Interplay between proximal and distal promoter elements is required for squamous differentiation marker induction in the bronchial epithelium: role for ESE-1, Sp1, and AP-1 proteins.

Overexpression of SPRR1B in bronchial epithelial cells is a marker for early metaplastic changes induced by various toxicants/carcinogens. Previously, we have shown that the transcriptional stimulation of SPRR1B expression by phorbol 12-myristate 13-acetate (PMA) is mainly mediated by a -150/-94 bp enhancer harboring two critical 12-O-tetradecanoylphorbol-13-acetate-responsive elements (TREs) and by Jun.Fra-1 dimers. Here, we show that a region between -54 and -39 bp containing an ETS-binding site (EBS) and a GC box is essential for both basal and PMA-inducible SPRR1B transcription. In vivo footprinting demonstrated binding of transcription factors to these elements. However, unlike enhancer TREs, exposure of cells to PMA did not significantly alter the footprinting pattern at these elements. Mutations that crippled both the EBS and GC box suppressed both basal and PMA-inducible SPRR1B transcription. Consistent with this, overexpression of EBS-binding proteins ESE-1 and ESE-3 significantly stimulated SPRR1B promoter activity. Furthermore, preceding SPRR1B transcription, PMA up-regulated mRNA expression of ETS family members such as ESE-1 and ESE-3. Although ESE-1 synergistically activated c-Jun- and PMA-enhanced SPRR1B transcription, coexpression of Sp1 and ESE-1 showed no synergistic or additive effect on promoter activity, indicating an obligatory role for AP-1 proteins in such regulation.
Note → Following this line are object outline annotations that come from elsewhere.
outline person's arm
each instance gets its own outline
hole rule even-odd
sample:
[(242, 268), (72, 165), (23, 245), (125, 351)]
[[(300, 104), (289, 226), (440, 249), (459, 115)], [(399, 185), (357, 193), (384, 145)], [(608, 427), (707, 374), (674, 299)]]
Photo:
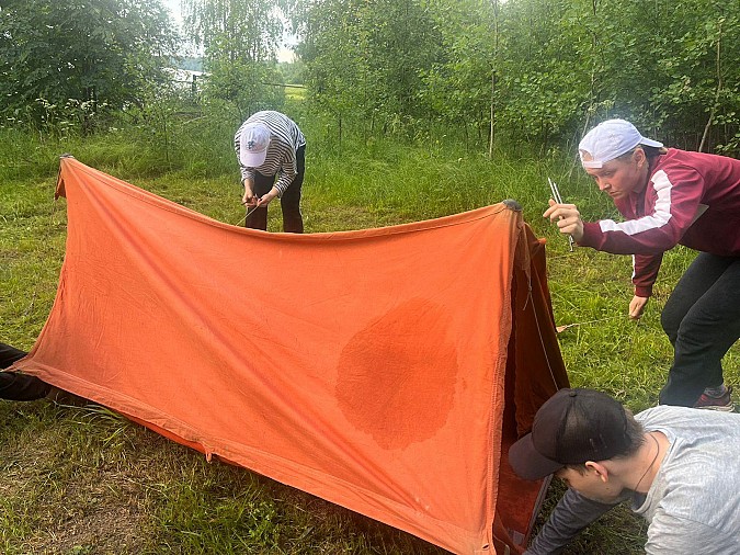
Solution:
[(614, 505), (587, 499), (568, 488), (524, 555), (554, 555), (560, 553), (581, 530), (606, 514)]
[(285, 149), (285, 157), (281, 165), (280, 175), (275, 181), (275, 189), (277, 189), (277, 196), (283, 196), (283, 193), (293, 183), (298, 174), (298, 162), (296, 160), (296, 151), (293, 147)]
[[(252, 184), (254, 183), (254, 169), (248, 168), (241, 163), (241, 158), (239, 157), (239, 148), (241, 145), (241, 127), (237, 131), (237, 134), (234, 136), (234, 150), (237, 152), (237, 163), (239, 165), (239, 171), (241, 173), (241, 184), (244, 188), (244, 199), (247, 197), (247, 192), (252, 191)], [(247, 185), (250, 185), (249, 188)], [(251, 196), (254, 196), (252, 193)]]

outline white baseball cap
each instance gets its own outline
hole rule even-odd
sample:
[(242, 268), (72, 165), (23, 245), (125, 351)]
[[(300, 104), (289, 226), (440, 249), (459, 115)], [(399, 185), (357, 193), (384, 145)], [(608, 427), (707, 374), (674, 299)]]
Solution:
[(578, 145), (578, 151), (584, 168), (601, 168), (637, 145), (663, 146), (662, 143), (645, 138), (637, 127), (625, 120), (606, 120), (585, 134)]
[(239, 135), (239, 160), (247, 168), (264, 163), (270, 145), (270, 129), (263, 123), (248, 123)]

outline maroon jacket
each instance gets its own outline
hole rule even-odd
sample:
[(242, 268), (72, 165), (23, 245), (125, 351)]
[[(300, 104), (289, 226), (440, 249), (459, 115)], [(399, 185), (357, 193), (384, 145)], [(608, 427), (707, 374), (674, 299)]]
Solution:
[(670, 148), (652, 161), (646, 189), (615, 205), (627, 220), (584, 223), (579, 245), (634, 254), (638, 296), (650, 296), (663, 252), (678, 243), (740, 257), (740, 160)]

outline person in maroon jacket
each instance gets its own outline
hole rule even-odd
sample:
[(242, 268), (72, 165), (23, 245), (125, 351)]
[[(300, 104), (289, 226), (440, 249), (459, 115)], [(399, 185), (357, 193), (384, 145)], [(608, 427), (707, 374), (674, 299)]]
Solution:
[(733, 410), (721, 360), (740, 338), (740, 160), (664, 148), (624, 120), (608, 120), (579, 145), (583, 169), (625, 222), (587, 223), (573, 204), (550, 200), (544, 216), (579, 246), (633, 254), (639, 318), (663, 252), (698, 250), (661, 314), (674, 348), (662, 405)]

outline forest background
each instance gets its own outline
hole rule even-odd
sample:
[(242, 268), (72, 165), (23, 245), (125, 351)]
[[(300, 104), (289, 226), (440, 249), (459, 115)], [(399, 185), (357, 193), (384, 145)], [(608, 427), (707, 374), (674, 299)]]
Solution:
[[(635, 410), (656, 403), (671, 360), (659, 310), (693, 253), (667, 256), (651, 307), (628, 321), (629, 262), (568, 252), (540, 217), (547, 177), (587, 217), (615, 216), (576, 158), (584, 131), (607, 117), (669, 146), (737, 157), (740, 3), (182, 0), (180, 9), (182, 33), (159, 0), (0, 0), (1, 341), (29, 349), (54, 301), (60, 154), (236, 224), (234, 132), (273, 109), (307, 136), (309, 231), (517, 199), (549, 239), (556, 320), (574, 324), (560, 336), (571, 382)], [(286, 33), (296, 59), (277, 63)], [(203, 73), (182, 82), (178, 67)], [(101, 407), (5, 403), (0, 424), (3, 553), (439, 552), (207, 464)], [(644, 540), (623, 508), (569, 553), (640, 553)]]

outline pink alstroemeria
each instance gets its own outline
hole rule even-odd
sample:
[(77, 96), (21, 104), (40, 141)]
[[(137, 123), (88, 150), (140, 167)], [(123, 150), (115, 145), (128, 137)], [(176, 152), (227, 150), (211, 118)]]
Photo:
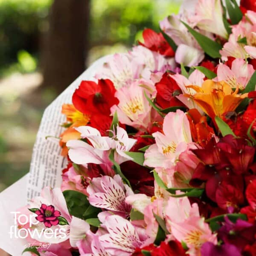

In support of this notion, deletion or mutation of two functional TREs inhibited ESE-1- and Sp1-enhanced promoter activation. Thus, the interaction between ESE-1 and Sp1, and AP-1 proteins that bind to the proximal and distal promoter regions, respectively, play a critical role in the induction of squamous differentiation marker expression in bronchial epithelial cells.